Vice President Dr Mahamudu Bawumia has cut a sod for work to begin on phase one of 32 State-of-The-Art Technical and Vocational Education and Training, TVET, Centres at Abrankese near Kuntenase in the Bosomtwe District of Ashanti.
The Abrankese Centre is among the first nine selected to be completed in 24 months.
The project being undertaken in three phases would be fully equipped with all the requisite technical materials and qualified manpower and is expected to train skilled and employable products to give real meaning to addressing socio-economic challenges facing the country.
Vice President Dr Bawumia maintained the government’s resolve to make technical and vocational education attractive to the youth instead of the usual reading and writing type of education.
The 32 institutions to be categorized into types A and B to be known as Centres of Excellence will have all the logistics comparable elsewhere across the globe to enable them to deliver.
All the 16 regions would be provided with two of the centres each.
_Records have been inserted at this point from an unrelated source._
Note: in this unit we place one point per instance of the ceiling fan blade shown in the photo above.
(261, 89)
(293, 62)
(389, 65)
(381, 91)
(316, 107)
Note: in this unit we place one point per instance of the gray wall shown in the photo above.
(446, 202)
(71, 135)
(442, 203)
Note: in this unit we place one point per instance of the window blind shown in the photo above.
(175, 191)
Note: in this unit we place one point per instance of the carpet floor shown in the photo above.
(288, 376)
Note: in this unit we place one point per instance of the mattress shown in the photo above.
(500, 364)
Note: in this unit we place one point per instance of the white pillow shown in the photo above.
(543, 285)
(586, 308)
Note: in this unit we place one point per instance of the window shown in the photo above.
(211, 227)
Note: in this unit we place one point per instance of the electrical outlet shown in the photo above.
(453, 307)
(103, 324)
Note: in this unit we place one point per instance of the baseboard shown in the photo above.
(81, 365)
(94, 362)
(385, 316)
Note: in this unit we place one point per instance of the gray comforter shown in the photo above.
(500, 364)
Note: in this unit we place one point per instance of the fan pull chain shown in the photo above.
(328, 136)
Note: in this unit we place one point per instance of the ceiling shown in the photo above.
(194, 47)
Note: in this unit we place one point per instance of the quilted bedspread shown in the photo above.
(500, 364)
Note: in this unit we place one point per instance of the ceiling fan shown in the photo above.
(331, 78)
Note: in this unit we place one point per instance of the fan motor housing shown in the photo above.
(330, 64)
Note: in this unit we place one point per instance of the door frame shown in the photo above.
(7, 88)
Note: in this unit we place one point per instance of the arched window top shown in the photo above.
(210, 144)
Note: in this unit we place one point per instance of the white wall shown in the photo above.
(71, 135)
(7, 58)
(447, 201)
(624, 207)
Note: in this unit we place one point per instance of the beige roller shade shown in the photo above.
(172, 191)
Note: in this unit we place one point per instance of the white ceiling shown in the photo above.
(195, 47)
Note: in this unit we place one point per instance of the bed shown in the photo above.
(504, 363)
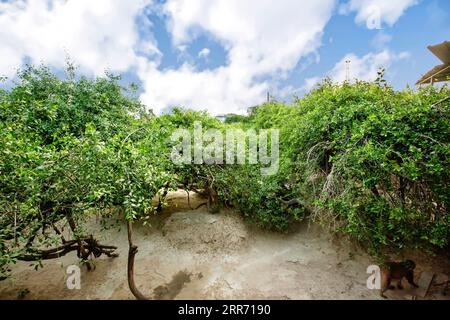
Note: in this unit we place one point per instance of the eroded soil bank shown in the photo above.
(192, 254)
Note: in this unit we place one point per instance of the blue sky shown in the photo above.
(224, 55)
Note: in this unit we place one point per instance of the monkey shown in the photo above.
(397, 271)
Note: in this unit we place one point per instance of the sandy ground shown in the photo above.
(192, 254)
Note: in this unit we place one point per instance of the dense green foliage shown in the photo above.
(369, 161)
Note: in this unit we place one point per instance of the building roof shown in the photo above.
(440, 72)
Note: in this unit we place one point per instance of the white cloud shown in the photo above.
(376, 12)
(263, 42)
(204, 53)
(360, 68)
(263, 39)
(380, 40)
(97, 35)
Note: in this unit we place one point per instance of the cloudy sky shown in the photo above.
(224, 55)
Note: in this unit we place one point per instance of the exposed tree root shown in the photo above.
(132, 251)
(90, 246)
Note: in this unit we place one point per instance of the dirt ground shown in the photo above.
(192, 254)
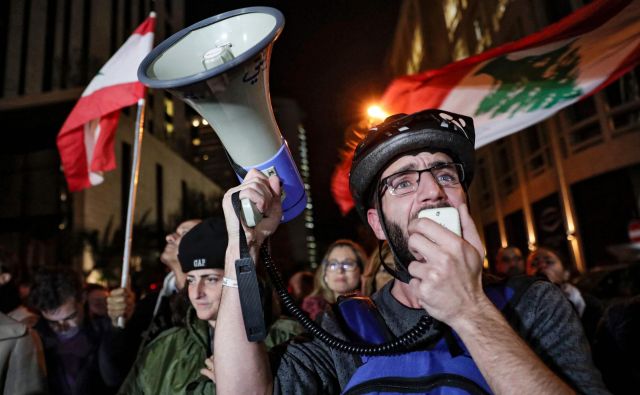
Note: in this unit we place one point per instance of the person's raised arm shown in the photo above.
(447, 278)
(242, 367)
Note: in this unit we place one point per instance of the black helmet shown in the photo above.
(400, 134)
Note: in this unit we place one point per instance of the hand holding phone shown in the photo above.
(445, 216)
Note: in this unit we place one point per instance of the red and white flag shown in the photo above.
(86, 139)
(516, 85)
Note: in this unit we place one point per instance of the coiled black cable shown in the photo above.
(402, 343)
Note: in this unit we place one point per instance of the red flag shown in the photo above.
(86, 139)
(516, 85)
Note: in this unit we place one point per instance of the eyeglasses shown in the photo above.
(405, 182)
(346, 265)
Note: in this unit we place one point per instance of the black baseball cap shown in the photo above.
(204, 246)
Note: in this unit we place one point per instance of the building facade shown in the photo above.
(50, 50)
(571, 182)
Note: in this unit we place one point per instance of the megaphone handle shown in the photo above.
(250, 213)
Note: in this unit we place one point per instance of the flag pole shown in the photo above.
(133, 187)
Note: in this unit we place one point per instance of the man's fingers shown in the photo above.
(208, 373)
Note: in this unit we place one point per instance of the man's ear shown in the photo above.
(374, 222)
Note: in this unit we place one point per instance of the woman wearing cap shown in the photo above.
(340, 274)
(180, 360)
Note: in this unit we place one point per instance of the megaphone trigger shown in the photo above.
(250, 213)
(220, 68)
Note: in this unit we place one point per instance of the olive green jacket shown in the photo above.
(171, 363)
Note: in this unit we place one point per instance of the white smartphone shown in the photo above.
(445, 216)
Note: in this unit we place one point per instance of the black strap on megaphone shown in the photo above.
(253, 315)
(248, 287)
(402, 343)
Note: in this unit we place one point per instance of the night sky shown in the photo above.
(331, 59)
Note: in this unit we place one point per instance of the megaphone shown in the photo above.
(220, 67)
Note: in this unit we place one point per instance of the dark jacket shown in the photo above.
(171, 363)
(22, 370)
(98, 371)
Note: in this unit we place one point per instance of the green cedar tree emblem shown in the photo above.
(531, 83)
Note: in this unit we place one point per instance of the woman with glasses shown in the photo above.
(339, 274)
(547, 262)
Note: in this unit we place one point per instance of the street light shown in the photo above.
(376, 113)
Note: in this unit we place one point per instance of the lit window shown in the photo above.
(168, 127)
(460, 51)
(168, 106)
(417, 52)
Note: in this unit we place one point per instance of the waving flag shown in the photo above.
(86, 139)
(514, 86)
(519, 84)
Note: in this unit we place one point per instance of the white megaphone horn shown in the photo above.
(220, 67)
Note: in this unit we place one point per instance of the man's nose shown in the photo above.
(429, 189)
(200, 289)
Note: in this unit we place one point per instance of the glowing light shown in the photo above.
(376, 112)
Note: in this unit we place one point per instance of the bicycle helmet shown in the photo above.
(401, 134)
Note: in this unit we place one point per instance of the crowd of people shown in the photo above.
(520, 327)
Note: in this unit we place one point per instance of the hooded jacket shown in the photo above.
(171, 363)
(22, 368)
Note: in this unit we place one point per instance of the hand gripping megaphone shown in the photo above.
(220, 67)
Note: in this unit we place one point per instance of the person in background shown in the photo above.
(340, 274)
(509, 262)
(157, 311)
(547, 262)
(376, 275)
(22, 365)
(96, 300)
(190, 347)
(81, 353)
(10, 299)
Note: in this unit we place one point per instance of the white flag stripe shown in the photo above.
(122, 67)
(601, 51)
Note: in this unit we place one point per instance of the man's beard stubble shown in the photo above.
(400, 242)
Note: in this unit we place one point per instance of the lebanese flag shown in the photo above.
(86, 139)
(516, 85)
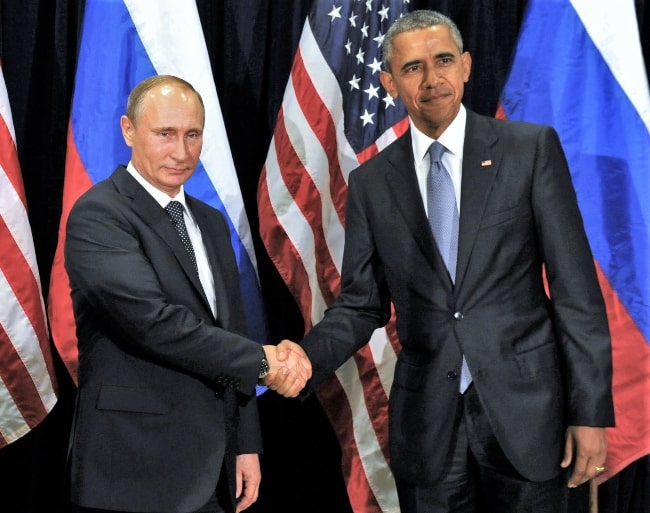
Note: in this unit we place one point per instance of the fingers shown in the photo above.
(248, 480)
(590, 449)
(290, 368)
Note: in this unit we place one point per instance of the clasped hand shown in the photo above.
(290, 368)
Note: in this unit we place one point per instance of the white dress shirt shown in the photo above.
(202, 262)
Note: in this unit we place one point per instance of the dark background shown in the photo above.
(251, 45)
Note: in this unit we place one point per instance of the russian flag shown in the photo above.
(579, 68)
(122, 43)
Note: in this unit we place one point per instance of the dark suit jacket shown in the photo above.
(149, 431)
(538, 365)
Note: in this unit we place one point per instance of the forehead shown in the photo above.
(172, 102)
(430, 39)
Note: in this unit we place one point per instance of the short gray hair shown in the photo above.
(139, 92)
(416, 20)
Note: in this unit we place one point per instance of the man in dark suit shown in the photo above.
(166, 417)
(498, 386)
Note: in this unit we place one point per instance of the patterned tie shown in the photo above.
(175, 211)
(443, 218)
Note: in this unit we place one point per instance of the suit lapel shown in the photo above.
(481, 162)
(151, 213)
(214, 241)
(403, 185)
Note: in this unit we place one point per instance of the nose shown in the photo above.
(430, 77)
(180, 150)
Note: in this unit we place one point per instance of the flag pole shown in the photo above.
(593, 496)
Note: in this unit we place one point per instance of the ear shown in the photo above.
(387, 81)
(466, 59)
(127, 130)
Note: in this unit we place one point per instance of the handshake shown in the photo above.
(290, 368)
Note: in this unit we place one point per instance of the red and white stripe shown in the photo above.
(301, 199)
(27, 378)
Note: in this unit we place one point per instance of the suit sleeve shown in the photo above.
(363, 304)
(577, 304)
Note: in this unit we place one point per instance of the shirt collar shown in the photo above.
(161, 197)
(453, 138)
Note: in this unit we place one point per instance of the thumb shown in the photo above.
(568, 451)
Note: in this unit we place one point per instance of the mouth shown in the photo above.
(435, 97)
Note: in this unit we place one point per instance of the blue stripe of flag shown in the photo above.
(560, 78)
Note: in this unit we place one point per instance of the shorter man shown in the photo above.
(166, 417)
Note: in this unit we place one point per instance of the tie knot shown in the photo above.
(435, 151)
(175, 210)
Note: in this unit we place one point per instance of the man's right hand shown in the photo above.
(290, 368)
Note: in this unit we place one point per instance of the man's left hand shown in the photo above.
(588, 445)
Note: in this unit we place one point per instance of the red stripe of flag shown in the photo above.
(331, 393)
(320, 120)
(282, 252)
(60, 312)
(23, 283)
(306, 196)
(9, 160)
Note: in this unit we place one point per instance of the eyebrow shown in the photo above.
(442, 55)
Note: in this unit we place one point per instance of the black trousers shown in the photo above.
(219, 502)
(478, 477)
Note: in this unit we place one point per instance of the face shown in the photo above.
(429, 73)
(167, 137)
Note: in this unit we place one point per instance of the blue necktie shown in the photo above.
(443, 218)
(175, 211)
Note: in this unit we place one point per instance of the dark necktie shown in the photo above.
(443, 218)
(175, 211)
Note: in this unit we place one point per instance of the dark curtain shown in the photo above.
(251, 45)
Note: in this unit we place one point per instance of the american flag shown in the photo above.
(334, 116)
(27, 378)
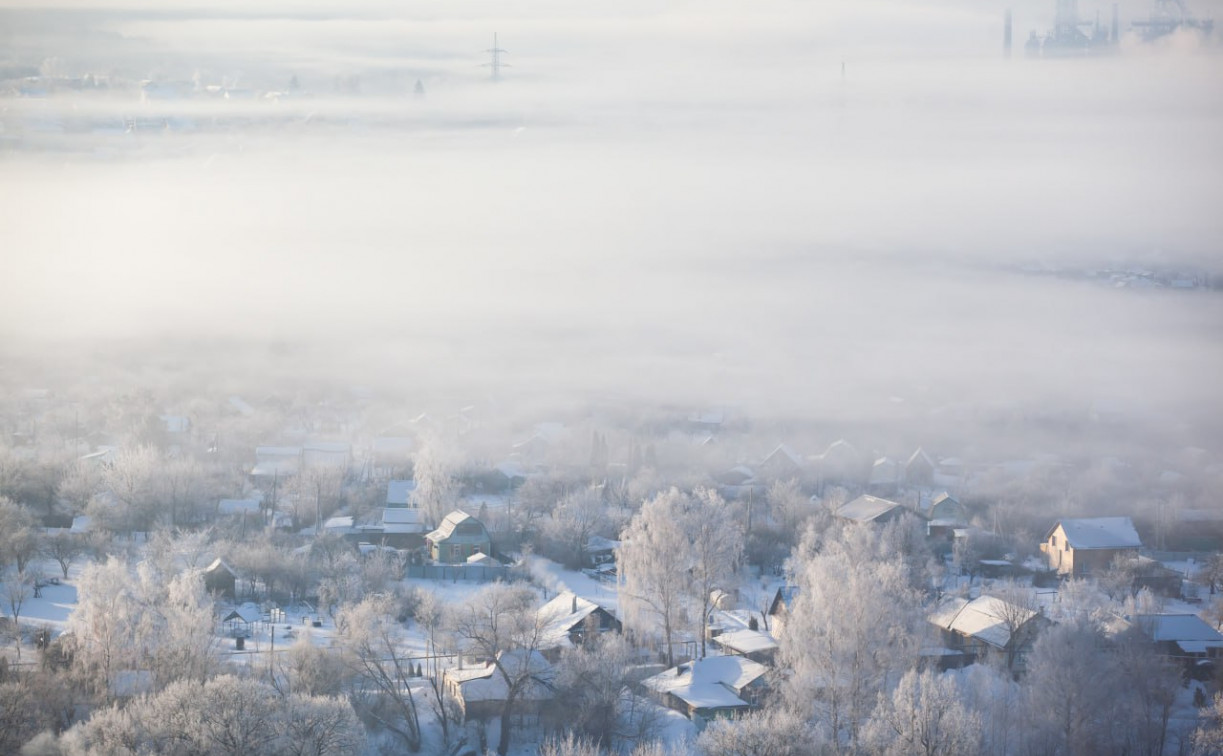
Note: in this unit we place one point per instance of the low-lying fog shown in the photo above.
(805, 208)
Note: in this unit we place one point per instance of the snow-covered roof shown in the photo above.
(218, 565)
(451, 521)
(338, 522)
(1180, 629)
(746, 641)
(399, 492)
(866, 509)
(1100, 532)
(398, 519)
(598, 543)
(784, 452)
(486, 684)
(234, 507)
(708, 683)
(982, 618)
(560, 615)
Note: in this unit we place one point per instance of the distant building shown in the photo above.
(220, 579)
(870, 510)
(717, 686)
(1082, 546)
(459, 536)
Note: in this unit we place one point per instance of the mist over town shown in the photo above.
(701, 378)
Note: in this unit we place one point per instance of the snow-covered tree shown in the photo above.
(140, 619)
(674, 553)
(923, 716)
(374, 646)
(771, 732)
(500, 624)
(853, 628)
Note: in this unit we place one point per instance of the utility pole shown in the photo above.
(494, 60)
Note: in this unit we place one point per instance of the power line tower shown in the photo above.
(494, 60)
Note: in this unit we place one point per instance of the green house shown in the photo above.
(459, 536)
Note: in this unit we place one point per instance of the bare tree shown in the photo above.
(771, 732)
(925, 715)
(18, 535)
(654, 563)
(64, 548)
(500, 624)
(851, 629)
(18, 586)
(1016, 607)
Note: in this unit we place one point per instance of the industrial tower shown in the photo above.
(494, 60)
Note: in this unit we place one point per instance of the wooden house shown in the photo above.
(1084, 546)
The Vice President said the government 2017 has invested more in TVET education than any other government and ”this manifested itself when Ghana won two gold and two silver medals in the Skills Africa Competition in Namibia in March this year”.
The Vice President also touched on the significance of TVET education in Ghana.
The Minister of Education Yaw Osei Adutwum said TVET education all over the world is recognized as an engine of transformation and hoped the new centres when completed will transform skills training education in Ghana.